I did my best and I made it through the mass and the after-mass lunch. Then I came home and slept for almost 24 hours. I expected that. It’s the “MS-tax” or so they call it, and I was prepared to pay it. What I wasn’t prepared for was waking up dizzy again. Or throwing up a bit more. Or being thrown back into drunk walking like I’d been doing during my relapse.

That whole scene I described above where I had to call the world’s best friend to be not only my friend but my human walking assistive device, happened the Tuesday after the funeral was over. I’d used my official “bereavement” time off and I felt the need to show my face in the office. I knew when I woke up throwing up that it was probably not the best idea. Goddammit I had showered the day before and I was clean and I would not waste a clean day at home! I drugged up, dressed myself and pushed myself out the door.

That was also NOT the right thing to do. I should have done my afternoon of telephone meetings from home instead of sitting in my office with the door closed where I wouldn’t be seeing or interacting with anyone there anyway. Ever since that Tuesday, I find myself in bed by 6:30PM at the earliest, 8PM at the latest. I’m still super shaky. It’s still too much effort to stay straight. I’m still wobbly and dizzy and sometimes I get sick too (not so much, though, I think that part might be over now). It’s not as bad as it was during peak relapse, not even close, but it’s not good. It’s like relapse-light? Is that a thing?

I’m sure it is. I’m sure this is all very typical and nothing to be alarmed about and not the way things will be forever. Or is it? The bottom line is that I can’t count on being able to fake my way through the hard things anymore. It might not always be this bad, but it will always be just bad enough to be a factor that I need to actively consider. I can never plan to go anywhere, not even to my own father’s funeral, without thinking of my MS and how I am going to deal with that on that particular day. I’m tired of myself. I’m tired of being so high maintenance and needy. I’m tired of having multiple sclerosis.

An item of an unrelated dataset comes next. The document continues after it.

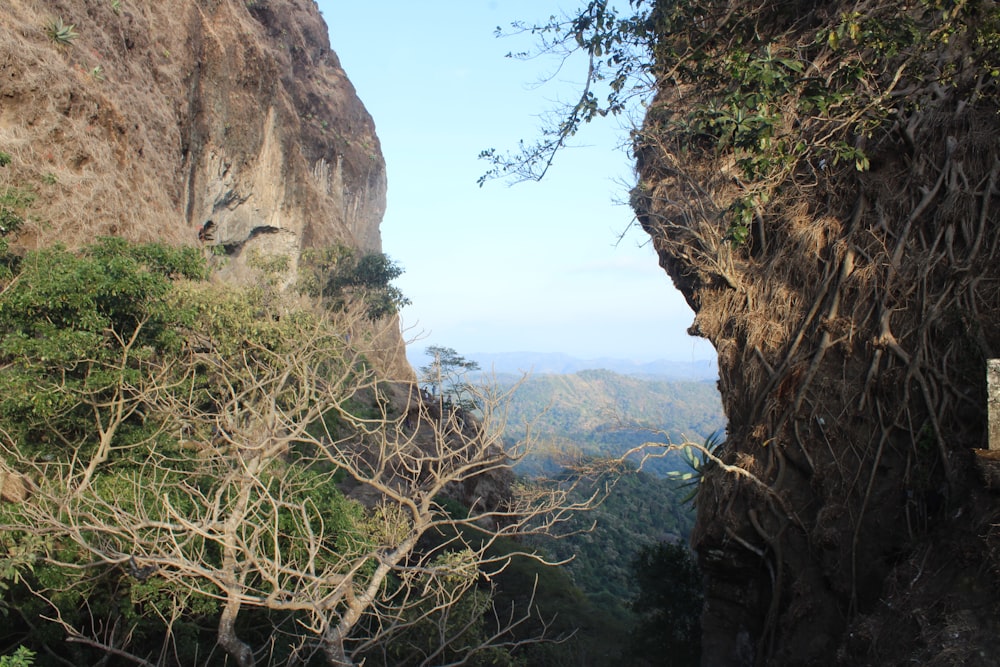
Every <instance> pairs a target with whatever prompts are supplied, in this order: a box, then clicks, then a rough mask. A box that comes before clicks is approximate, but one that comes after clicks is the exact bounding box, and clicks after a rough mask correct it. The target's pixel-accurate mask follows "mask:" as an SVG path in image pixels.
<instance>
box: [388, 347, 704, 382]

Believe me. I know. It can (and probably will) get worse. I should be grateful. I am grateful in my own ways. I make sure the Universe knows it, but sometimes? Sometimes I’m too angry to be grateful. I’m just so pissed off I could spit. It had been a few weeks of feeling this way, through my father’s final weeks, and I hated every minute of having to think about ME before I thought about HIM or my mother (or my siblings). I’m a burden before I’m officially a burden. And I’m over it.

What my mother said was true. I had done what I could reasonably do for my father before he died. Admittedly, it wasn’t much. I would pop over and see him. Chat a bit. Help him open up the Werther’s hard candies my sister brought for him. He loved those damn candies.

Even when he was struggling to talk or fighting to find the right words or struggling to breathe, when he saw me the first thing he’d say was, “How you doin’ today kid? You ok today?” He was worried about me and how I was doing knowing I had been struggling lately with my MS. And every single time he asked I lied and told him, “I’m doing OK today, Daddy. I’m doing pretty good. I’m going to be just fine.”